Peki hiç düşündünüz mü, ayağınızı esnettiğinizde omzunuz neden gevşer, boynunuz neden hafifler?
Cevap, uzun süre göz ardı edilmiş bir sistemde gizli: Fasya.
Fasya, kasları, kemikleri, organları ve damar-sinir yapılarını çevreleyen, bedenin her noktasını birbirine bağlayan ince ama güçlü bir ağdır.
Bir kasın içinden geçip diğerine dokunan, tüm vücudu örümcek ağı gibi saran bu yapı; hareketin, denge hissinin ve hatta beden farkındalığının sessiz mimarıdır.
Bir bölgedeki gerginlik, düşündüğünüzden çok daha uzağa yankı yapabilir.
Boynunuzun ağrısı belki de ayak tabanınızdan başlıyordur.
Uzun yıllar boyunca fasya yalnızca “kasları saran zar” olarak görülüyordu.
Oysa artık biliyoruz ki o, vücudun en büyük duyusal organlarından biri.
Yoğun sinir uçlarıyla dolu; hissettiğiniz ağrı, gerginlik ya da rahatlama hissinin büyük kısmı aslında bu ağ üzerinden iletiliyor.
Hareket ederken, nefes alırken, hatta stres altındayken bile fasya sürekli tepki veriyor.
Gergin bir günün sonunda “kendimi kasılmış hissediyorum” dediğinizde aslında yanılmıyorsunuz.
Stres, otonom sinir sistemi yoluyla fasyayı sıkılaştırabiliyor.
Bu nedenle myofasyal gevşetme teknikleri, yoga ya da derin nefes egzersizleri yalnızca zihni değil, bedeni de sakinleştiriyor.
Fasya gevşedikçe sinir sistemi de rahatlıyor; beden ve zihin yeniden aynı ritmi buluyor.
Günümüzde fizyoterapi anlayışı değişiyor.
Artık sadece ağrılı noktaya değil, ağrının dahil olduğu bütünsel zincire bakılıyor.
Çünkü fasya, kasları tek tek değil, bir bütün olarak hareket ettiriyor.
Thomas Myers’ın tanımladığı fasyal hatlar, vücudu baştan ayağa birbirine bağlayan canlı yollar gibidir.
Bu nedenle bir fizyoterapist, boyun ağrısını değerlendirirken bazen ayak tabanını da inceler; zincirin halkaları oradan başlar.
Ameliyatlar, yaralanmalar, uzun süreli oturma veya kötü postür gibi faktörler fasyal bütünlüğü bozabilir.

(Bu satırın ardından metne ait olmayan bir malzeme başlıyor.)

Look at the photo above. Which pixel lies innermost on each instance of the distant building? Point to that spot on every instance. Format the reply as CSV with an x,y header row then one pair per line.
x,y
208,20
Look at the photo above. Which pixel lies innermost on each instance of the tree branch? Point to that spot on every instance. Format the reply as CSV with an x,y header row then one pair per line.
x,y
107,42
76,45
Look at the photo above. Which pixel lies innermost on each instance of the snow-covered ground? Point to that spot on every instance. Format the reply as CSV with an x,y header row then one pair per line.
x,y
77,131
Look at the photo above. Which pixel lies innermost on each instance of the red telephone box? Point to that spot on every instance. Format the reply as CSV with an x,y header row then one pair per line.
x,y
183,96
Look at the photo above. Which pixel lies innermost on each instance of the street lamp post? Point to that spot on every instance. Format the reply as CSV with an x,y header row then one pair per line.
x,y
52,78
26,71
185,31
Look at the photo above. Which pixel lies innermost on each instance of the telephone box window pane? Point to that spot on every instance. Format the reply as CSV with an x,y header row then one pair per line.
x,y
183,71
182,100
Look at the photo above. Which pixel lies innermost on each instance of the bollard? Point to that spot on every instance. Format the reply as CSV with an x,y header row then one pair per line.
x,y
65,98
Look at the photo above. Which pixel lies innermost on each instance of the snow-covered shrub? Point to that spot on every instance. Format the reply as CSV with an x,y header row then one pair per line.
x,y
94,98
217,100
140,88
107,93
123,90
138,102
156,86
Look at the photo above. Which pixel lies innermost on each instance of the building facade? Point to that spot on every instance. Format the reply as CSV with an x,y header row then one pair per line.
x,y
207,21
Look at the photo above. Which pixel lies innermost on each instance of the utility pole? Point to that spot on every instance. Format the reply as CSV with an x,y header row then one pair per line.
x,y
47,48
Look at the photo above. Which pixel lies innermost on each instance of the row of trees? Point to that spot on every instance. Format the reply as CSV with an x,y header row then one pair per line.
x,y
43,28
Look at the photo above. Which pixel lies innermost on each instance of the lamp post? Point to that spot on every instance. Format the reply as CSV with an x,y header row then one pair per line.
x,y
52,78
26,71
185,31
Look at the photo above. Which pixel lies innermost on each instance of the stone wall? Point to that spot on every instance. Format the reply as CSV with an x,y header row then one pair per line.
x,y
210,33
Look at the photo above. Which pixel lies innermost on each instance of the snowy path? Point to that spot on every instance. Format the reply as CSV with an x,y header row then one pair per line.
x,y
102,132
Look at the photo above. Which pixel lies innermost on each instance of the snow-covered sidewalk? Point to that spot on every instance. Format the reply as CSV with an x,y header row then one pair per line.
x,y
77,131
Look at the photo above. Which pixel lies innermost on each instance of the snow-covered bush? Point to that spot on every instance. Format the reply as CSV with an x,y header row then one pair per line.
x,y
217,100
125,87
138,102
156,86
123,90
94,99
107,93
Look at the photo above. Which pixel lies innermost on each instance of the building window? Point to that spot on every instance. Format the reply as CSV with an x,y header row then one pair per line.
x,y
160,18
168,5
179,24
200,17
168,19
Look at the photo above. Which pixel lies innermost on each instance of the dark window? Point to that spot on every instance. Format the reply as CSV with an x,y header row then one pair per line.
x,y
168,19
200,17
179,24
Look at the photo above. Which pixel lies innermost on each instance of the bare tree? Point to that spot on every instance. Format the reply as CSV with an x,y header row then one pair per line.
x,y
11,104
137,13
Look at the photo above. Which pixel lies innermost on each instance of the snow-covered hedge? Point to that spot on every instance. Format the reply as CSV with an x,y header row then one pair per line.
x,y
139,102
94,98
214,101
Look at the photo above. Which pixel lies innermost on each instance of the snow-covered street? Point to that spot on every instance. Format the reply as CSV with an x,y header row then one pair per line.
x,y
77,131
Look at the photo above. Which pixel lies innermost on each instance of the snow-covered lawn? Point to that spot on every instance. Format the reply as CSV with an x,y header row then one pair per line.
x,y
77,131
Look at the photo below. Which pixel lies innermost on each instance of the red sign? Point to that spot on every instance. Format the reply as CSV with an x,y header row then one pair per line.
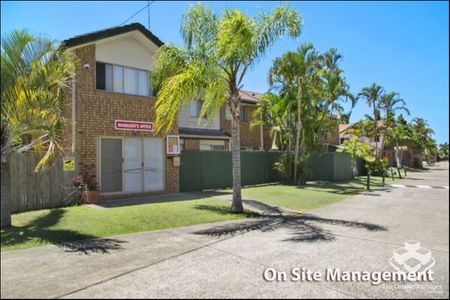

Bu bozulma, hareket kısıtlılığına, kas dengesizliğine ve kronik ağrıya yol açabilir.
Araştırmalar, fasyal dokunun yalnızca pasif bir bağ dokusu olmadığını, mekanik kuvvet iletiminde ve proprioseptif geri bildirimde aktif rol oynadığını gösteriyor.
Bu nedenle modern fizyoterapi, ağrılı bölgeyi tedavi etmek yerine fasyal zincirlerin bütüncül değerlendirilmesine ve mobilizasyonuna odaklanıyor.
Fasya, kasları ve eklemleri birbirine bağlamanın ötesinde, vücudun hareket, postür ve proprioseptif kontrolünde kritik bir rol oynayan duyusal-mekanik bir sistemdir.
İyileşme, sadece kasları gevşetmekle değil, bu ağın bütünlüğünü yeniden sağlamakla mümkündür.